Early on in her life in the convent, de’ Pazzi began to have mystical experiences. During these events she would often appear to her fellow nuns to have her attention fixed on something or someone that they were unable to see. She would speak passionately as though involved in a conversation, and from what she said, her sisters were able to identify these as conversations with God. She would move about, pick up objects, and put them down again and go from one room of the convent to another. De’ Pazzi herself never wrote anything about these experiences, but her sisters wrote down what they could about what she did and said during them.

After taking her vows as a nun, she had these experiences for forty successive days, and the window at Caversham depicts one of these. Her awareness of God’s love was so overwhelming that she picked up a small crucifix that was in her room, embraced it and spoke to Jesus: “Love, love, love, I will never stop calling you love. Love neither loved nor known by anyone. Oh my Love, joy of my heart; you are love.”

When reading about de’ Pazzi, it is striking how clear her ideas were about God. Even in those short sentences we can see how the biblical idea that God is love had become so deeply embedded in her thinking. Alongside this is her frustration that this love is so rarely recognised and difficult to identify in the world. During her experiences, these ideas came bubbling up inside her, so that she felt forced to express them. The way in which she did so is unique. She didn’t write works of theology like so many other saints. She didn’t write poetry like St John of the Cross, but instead she embodied these ideas in an almost theatrical way, and acted them out. This way of doing it made a great impression on her sisters, and is also a lively presence when we read about her today.
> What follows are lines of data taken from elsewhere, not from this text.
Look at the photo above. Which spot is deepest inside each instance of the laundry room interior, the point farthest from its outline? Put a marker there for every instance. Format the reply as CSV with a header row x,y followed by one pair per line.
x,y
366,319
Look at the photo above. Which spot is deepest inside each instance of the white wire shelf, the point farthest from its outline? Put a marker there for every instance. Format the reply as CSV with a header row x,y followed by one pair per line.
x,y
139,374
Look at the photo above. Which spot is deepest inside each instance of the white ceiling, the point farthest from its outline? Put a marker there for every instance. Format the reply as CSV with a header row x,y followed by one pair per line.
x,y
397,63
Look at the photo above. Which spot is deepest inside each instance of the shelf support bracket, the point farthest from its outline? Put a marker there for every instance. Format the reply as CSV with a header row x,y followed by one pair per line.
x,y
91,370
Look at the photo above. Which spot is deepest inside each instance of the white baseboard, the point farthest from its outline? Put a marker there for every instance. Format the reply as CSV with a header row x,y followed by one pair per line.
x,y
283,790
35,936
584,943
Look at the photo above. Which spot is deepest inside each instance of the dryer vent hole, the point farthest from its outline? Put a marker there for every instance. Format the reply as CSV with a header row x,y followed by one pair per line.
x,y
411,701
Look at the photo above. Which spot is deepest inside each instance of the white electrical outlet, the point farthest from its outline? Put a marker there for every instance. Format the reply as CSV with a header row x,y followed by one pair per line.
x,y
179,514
However, like many other mystics, she has often been misunderstood over the years. This usually happens by concentrating too much on the external aspects of her actions, and not paying enough attention to the definite ideas about God that she wanted to express through them. In her experiences she felt an overwhelming sense of God that became expressed in a particular way, driven by her own personality. She herself was never enthusiastic about the idea of her experiences being written down, and she managed to destroy some of the notebooks in which her sisters had done so. The important aspect for her was the reality of the God that she experienced. The way that it had been filtered through her personality, and then the record of what her sisters saw and heard, fell far short of that. Even worse, though, it placed the reader’s attention on her, and not on the God whose love she was expressing.

There is one other unusual aspect of this window. Most illustrations of this experience show de’ Pazzi embracing the cross, but with her eyes raised to heaven. At Caversham, though, her eyes are cast down, her attention fully on the figure of Jesus on the crucifix that she is embracing. Underneath the image there is a Latin quotation from 1 John 4:8, which in English reads: “Whoever does not love does not know God, for God is love.” What better summary is there of what St Mary Magdalene de’ Pazzi has to say to us today?

A selection of the accounts of de’ Pazzi’s experiences, written down by her fellow nuns, has been published in English under the title Maria Maddalena de’ Pazzi: Selected Revelations, edited by Armando Maggi (Paulist Press, 2000).  


Richard Green, O. Carm., is a Carmelite friar and priest. With an academic background in physics, his journey into religious life has taken him through Carmelite communities in Spain, Italy, and the UK, enriching his formation and pastoral experience across cultures.